Chew, who was a 2014 Flinn Scholar, will graduate from the UA in May. She has been accepted to Duke University's Medical Scientist Training Program, an intensive seven-to-eight-year program that leads to dual M.D. and Ph.D. degrees.

"I came into college with an interest in clinical medicine, but had no idea that science was — and is — as beautiful and magnificent as I've discovered here in the lab," Chew said. "I think there has to be a tie between physicians and scientists, in not only finding out what bothers patients, but how can those facts and those symptoms then inform the research that we pursue?

"In the same way, I think research really does need to be promoted to the public," added Chew, who has joined Khanna on KXCI's "Thesis Thursday" radio program. "This experience has really shown me the importance of being able to let others know that we are doing cool science."

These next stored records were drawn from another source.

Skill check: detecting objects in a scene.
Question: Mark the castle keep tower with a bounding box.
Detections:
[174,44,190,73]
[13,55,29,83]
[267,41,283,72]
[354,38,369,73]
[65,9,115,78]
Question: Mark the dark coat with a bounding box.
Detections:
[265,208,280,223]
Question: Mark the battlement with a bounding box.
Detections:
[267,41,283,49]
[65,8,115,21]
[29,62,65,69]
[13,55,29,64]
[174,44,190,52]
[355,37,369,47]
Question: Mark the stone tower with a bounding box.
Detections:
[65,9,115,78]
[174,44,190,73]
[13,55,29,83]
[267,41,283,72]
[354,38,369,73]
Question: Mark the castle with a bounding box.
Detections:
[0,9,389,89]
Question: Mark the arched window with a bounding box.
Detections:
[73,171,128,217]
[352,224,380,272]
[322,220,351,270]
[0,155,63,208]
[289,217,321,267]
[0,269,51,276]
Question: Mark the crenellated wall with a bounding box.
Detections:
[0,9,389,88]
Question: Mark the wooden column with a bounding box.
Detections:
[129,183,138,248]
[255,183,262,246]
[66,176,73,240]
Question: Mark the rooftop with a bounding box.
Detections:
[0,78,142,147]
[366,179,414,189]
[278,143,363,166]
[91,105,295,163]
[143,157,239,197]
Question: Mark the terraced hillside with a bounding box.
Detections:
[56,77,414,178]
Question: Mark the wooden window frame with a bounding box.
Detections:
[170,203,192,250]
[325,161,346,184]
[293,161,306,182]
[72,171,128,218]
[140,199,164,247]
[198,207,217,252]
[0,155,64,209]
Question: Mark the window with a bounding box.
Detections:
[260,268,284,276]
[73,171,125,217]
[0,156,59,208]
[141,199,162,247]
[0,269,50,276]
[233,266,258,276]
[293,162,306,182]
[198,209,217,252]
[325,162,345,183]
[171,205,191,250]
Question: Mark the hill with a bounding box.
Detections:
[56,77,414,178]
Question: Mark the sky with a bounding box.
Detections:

While Khanna won't be attending Posters on the Hill — he and his wife should be welcoming a new son any day now — Chew won't be short on support. Her family has always stood behind her, and her younger sister, Lydia Chew, is especially excited about Posters on the Hill.

"She is currently working as a Senate page at the State Capitol, so she has a lot of face time with some of the people that I might be meeting in and around Arizona, even if I won't see them in D.C.," Lindsey said of Lydia, who is majoring in political science and economics.

"I'm in the process of trying to convince her to do science policy. I think we would make a good team.